Due to their small size (1.1 ± 0.4 μm diameter in the subarctic Atlantic; Paulsen et al., 2015), Synechococcus cells are largely grazed by HNF and microzooplankton (Christaki et al., 1999, 2005). This implies that their biomass production will be largely recycled in the microbial food web and thus be of minor contribution to higher trophic levels in the grazing food web. Even at the highest abundances observed in this study, Synechococcus only constitutes a minor part of the Arctic epipelagic carbon and energy pool (e.g., 21,000 cells mL⁻¹ is equal to 2.3 μg C L⁻¹, assuming a diameter of 1.1 μm and 250 fg C μm⁻³; Kana and Glibert, 1987) relative to the total phytoplankton biomass of 42 μg C L⁻¹ (assuming a carbon to chl a conversion of 30).

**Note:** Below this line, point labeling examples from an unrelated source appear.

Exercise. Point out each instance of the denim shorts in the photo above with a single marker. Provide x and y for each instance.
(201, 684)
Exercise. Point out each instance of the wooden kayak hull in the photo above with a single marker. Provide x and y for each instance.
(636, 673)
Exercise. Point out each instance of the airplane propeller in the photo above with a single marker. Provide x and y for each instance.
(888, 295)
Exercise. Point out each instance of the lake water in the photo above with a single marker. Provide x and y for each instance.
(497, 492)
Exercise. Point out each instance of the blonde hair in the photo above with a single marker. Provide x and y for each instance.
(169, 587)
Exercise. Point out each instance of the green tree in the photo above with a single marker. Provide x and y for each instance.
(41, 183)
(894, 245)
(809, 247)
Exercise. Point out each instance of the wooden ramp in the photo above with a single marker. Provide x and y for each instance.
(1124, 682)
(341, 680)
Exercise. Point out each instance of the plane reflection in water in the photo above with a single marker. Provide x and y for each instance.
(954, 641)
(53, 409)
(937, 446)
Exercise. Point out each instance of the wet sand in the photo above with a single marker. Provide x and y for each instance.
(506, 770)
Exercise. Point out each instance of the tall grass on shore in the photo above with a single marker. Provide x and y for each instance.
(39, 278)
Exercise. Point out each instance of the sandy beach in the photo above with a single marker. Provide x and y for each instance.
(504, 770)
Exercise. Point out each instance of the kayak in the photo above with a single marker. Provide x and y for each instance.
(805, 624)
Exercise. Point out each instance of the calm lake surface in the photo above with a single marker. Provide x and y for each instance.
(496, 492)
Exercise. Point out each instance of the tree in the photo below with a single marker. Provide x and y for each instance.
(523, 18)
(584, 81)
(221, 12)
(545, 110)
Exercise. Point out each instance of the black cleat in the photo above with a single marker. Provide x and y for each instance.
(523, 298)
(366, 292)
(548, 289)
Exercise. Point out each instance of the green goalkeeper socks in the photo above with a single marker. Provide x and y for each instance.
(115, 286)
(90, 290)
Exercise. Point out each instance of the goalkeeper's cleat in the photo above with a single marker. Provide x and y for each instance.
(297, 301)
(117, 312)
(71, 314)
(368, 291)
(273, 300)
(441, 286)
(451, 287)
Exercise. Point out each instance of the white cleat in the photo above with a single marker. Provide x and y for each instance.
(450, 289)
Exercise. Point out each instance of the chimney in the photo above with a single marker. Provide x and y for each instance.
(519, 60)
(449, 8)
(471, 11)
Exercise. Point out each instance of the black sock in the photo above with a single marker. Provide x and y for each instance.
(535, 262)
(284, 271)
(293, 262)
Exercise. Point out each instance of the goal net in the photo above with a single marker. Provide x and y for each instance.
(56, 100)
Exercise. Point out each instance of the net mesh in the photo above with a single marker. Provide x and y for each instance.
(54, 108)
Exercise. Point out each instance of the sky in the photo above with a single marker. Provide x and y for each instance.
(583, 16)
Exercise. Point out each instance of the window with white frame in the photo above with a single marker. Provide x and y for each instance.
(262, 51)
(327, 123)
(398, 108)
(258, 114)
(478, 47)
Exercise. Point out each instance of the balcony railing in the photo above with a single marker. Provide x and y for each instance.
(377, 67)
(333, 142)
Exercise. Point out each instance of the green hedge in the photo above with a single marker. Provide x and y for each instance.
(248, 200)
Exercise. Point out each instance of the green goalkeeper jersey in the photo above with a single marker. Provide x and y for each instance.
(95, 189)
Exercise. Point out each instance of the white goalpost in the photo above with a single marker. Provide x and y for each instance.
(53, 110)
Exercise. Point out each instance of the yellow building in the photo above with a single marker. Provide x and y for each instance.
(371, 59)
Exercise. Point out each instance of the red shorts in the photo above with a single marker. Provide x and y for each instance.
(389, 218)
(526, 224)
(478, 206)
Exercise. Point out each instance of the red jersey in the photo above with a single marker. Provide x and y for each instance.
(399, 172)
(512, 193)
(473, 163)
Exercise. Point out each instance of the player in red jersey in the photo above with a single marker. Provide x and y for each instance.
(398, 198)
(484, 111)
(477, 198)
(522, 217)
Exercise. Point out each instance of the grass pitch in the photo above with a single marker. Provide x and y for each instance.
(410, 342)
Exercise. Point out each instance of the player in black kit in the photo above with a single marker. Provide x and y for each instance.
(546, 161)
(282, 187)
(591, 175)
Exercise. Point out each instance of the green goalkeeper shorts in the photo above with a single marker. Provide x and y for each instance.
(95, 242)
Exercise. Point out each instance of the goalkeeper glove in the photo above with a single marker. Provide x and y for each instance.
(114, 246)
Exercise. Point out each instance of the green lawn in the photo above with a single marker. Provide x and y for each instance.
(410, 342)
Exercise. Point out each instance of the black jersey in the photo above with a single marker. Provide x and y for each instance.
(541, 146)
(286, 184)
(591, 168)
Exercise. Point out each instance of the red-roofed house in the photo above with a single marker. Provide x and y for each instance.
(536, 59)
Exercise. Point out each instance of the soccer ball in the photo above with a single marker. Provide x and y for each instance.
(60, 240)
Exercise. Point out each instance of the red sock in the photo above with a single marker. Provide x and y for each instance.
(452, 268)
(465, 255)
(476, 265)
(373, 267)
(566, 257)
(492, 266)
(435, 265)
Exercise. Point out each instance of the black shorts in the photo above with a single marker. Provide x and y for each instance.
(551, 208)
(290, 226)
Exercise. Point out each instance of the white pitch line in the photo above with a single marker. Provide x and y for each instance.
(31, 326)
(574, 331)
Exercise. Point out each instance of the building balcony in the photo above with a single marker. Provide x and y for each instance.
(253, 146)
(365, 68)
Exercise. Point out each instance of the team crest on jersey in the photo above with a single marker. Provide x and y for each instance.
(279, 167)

A warmer Arctic ocean that may favor Synechococcus at the expense of larger phytoplankton species (Flombaum et al., 2013) implies that more energy and carbon could be retained within the microbial food web, further reducing the contribution of Arctic primary production to the top of the food chain.

The authors declare that the research was conducted in the absence of any commercial or financial relationships that could be construed as a potential conflict of interest.